I have no idea what the creative dynamic was to hatch something as bizarre as Guardians of the Museum, but whatever it was I am confident that some manner of controlled substance was prominent in the process.
This is a kids game show, but the series if filmed in an odd cinematic way that makes it look almost like a scripted hourlong. Don’t be fooled. It may take you a while to get your bearings, but soon enough Guardians reveals that it deals in the core tenets of pre-adolescent TV competitions: dull history lessons, clumsy displays of fine motor skills and an impossible final challenge that awards, as far as I can tell, absolute bupkis for prizes.
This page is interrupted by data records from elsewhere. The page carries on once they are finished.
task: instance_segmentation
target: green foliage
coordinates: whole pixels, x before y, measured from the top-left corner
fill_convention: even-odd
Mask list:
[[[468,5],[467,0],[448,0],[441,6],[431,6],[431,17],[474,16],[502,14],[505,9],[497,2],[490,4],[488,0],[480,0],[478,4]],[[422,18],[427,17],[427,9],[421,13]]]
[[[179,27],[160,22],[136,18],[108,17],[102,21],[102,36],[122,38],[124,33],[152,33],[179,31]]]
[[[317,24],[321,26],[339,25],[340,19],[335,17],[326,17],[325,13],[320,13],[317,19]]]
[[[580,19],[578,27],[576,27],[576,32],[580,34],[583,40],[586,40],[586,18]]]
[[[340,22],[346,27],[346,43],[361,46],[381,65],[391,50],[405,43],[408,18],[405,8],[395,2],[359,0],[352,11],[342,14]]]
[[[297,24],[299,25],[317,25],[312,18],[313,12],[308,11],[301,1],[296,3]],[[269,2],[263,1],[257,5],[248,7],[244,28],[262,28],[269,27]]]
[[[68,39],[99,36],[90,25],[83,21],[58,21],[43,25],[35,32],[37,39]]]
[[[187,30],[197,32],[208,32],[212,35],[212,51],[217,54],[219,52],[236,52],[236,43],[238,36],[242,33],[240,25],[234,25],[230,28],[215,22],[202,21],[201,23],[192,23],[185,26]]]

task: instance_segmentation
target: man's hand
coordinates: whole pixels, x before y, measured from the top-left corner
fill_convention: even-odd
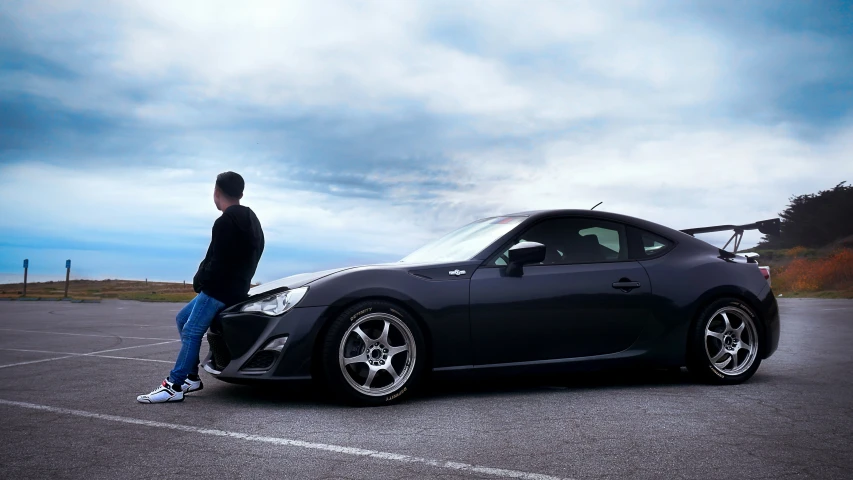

Here’s the skinny: at night, a ghost-lady named “Agatha” summons three children at a time to compete in a series of challenges, all tied together with a specific historical theme, be it the Roman Empire or Egyptology. Each segment includes some poor dope roleplaying as a historical figure to give the kids context, followed by a vomitous mass of historical exposition that will come into play later.
It can be weird, like the episode when the kids were chained up in the cell of a medieval torturer, who then proceeds to throw ladlefuls of gruel in their faces for no real reason. Maybe this could be funny if Guardians of the Museum didn’t play it so straight, but without an affable Nick studios audience egging everybody on, this slapstick just comes across as mean (and a tad creepy).
This all continues until the end, when the three kids huddle with Agatha at the mouth of a museum to face The Dark Lord, a floating demon with a skull face, who threatens to imprison the kids in the museum forever if they can’t answer his stupid questions. Needless to say, the questions The Dark Lord spits out require photographic memories to answer; of the four episodes included on this disc, only one saw the kids emerge victorious. Besides a crummy plastic amulet, their actual rewards were never made clear.
Hard for me to recommend this to anyone, really. Maybe youngsters will dig the weirdo adventure feel and get a kick out of The Dark Lord’s proto-CGI, but the games the kids play aren’t very interesting (paling in comparison to the bad-assness that was Legends of the Hidden Temple) and Agatha is supremely annoying. That’s the only audience I can conjure for this ridiculous misfire.
Though there’s nothing quite like the threat of eternal damnation to get a kid to learn the dates of the Norman Conquest, this show remains terrible. Guilty.